Due to the fact that :

$P \land R \vdash P$ and $P \land R \vdash R$ [by : $\land$-elim]

we can repeat the same steps until 5) : $\bot$.

In this case, we have only one assumption to be "blamed" : $P \land R$ and we conclude with :

$\lnot (P \land R)$.

This means that, in the presence of the two Lemmas or hypotheses : $P \rightarrow Q$ and $R \rightarrow \lnot Q$, we cannot "jointly assert" $P$ and $R$.

Thus, one of them must be "removed". Which one ? it's up to us ...

To answer It also could have been that our first assumption, namely, P, was false. Or both of them could be false: yes, it could, but if you assume P, then R must be false, what you write $P\rightarrow\neg R$. You could have concluded $R\rightarrow \neg P$, of course (and it's the contraposition), by assuming $R$ instead of $P$.

Notice that both of these implications are true, even if $P$ and $R$ are false. You do not know which is false, because none is false a priori. You assume one is true, and you conclude something about the other.

When you do that in practice, it's usually not a problem.
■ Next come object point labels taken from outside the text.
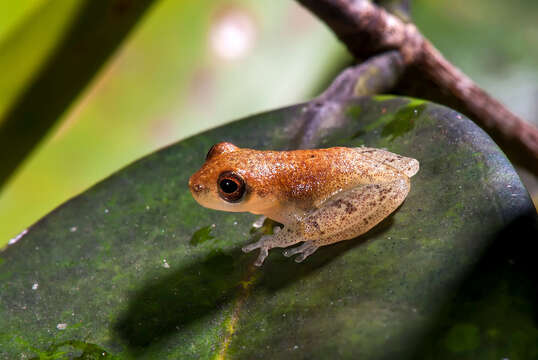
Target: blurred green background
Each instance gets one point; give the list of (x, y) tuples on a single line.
[(191, 65)]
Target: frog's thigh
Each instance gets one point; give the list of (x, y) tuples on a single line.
[(354, 212)]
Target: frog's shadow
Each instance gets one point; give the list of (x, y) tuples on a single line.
[(163, 307)]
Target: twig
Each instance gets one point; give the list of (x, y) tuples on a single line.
[(367, 29), (377, 75)]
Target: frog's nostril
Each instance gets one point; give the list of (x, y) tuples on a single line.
[(198, 187)]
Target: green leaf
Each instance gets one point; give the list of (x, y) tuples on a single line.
[(89, 32), (115, 267)]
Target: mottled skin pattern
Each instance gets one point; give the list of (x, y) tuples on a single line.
[(321, 196)]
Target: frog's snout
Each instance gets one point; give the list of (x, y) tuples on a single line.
[(195, 186)]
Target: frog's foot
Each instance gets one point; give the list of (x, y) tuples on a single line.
[(305, 250), (263, 245)]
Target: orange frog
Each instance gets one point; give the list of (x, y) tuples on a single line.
[(321, 196)]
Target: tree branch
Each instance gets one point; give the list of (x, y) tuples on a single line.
[(367, 29), (377, 75)]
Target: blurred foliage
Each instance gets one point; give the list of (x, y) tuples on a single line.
[(169, 80)]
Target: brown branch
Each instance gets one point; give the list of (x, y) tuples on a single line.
[(367, 29), (378, 74)]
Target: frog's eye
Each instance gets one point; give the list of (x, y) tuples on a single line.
[(231, 186)]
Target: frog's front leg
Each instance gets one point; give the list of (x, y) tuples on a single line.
[(289, 235)]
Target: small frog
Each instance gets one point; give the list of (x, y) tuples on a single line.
[(321, 196)]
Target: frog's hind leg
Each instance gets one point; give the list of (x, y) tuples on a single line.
[(305, 250), (350, 214)]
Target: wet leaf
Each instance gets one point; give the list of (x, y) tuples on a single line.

Example, let's prove $\sqrt{2}$ is irrational, by contradiction.

So, we assume $\sqrt{2}$ is rational, and we will be led to something that is certainly wrong, hence the assumption is wrong.
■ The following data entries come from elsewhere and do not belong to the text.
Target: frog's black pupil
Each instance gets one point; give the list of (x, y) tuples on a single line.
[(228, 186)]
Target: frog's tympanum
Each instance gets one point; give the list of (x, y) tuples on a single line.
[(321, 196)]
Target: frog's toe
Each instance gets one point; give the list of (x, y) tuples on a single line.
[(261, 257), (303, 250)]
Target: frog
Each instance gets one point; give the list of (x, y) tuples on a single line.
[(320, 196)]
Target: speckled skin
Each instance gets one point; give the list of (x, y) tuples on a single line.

Since $\sqrt{2}$ is assumed to be rational, we have $\sqrt{2}=\frac pq$ for some integers $p$, $q$ that have no common factor (otherwise, factor them out).

Hence $p^2=2q^2$, so $2$ divides $p$, and $p=2p'$, and you rewrite your equality $4p'\,^2=2q^2$, or $q^2=2p'\,^2$. But then $2$ divides also $q$. It's not possible, since $p$ and $q$ have no common factor.
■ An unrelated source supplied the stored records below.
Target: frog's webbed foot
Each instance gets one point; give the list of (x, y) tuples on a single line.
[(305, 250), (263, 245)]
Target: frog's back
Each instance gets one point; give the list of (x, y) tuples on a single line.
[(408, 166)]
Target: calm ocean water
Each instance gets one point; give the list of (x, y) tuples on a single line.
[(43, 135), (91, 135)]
Hence something must be wrong. What? The only thing we have assumed, that $\sqrt{2}$ is a rational number.

Note that you don`t want to prove or contradict $P$ or $R$ themselves. What you want to prove is the implication $P\rightarrow\neg R$. So you pick the assumption of this implication, in this case $P$, and use it for further argumentation.
Now you can start your argumentation with another assumption like $R$ or with anything else. Important difference: now you can look for contradictions.

In proving $A\rightarrow B$ by contradiction, you assume $\neg(A\rightarrow B)$. The negation of $A\rightarrow B$ is $A\wedge \neg B$ (the one false case of an implication).

In your case this means you get to assume $P\rightarrow Q$, $R\rightarrow \neg Q$, and $\neg(P\rightarrow \neg R)$. However $\neg(P\rightarrow \neg R)$ is equivalent to $P\wedge R$. So you get $P$, $R$, $P\rightarrow Q$ and $R\rightarrow\neg Q$.

From that you should be able to get your contradiction. (There are other ways of proving this problems as well.)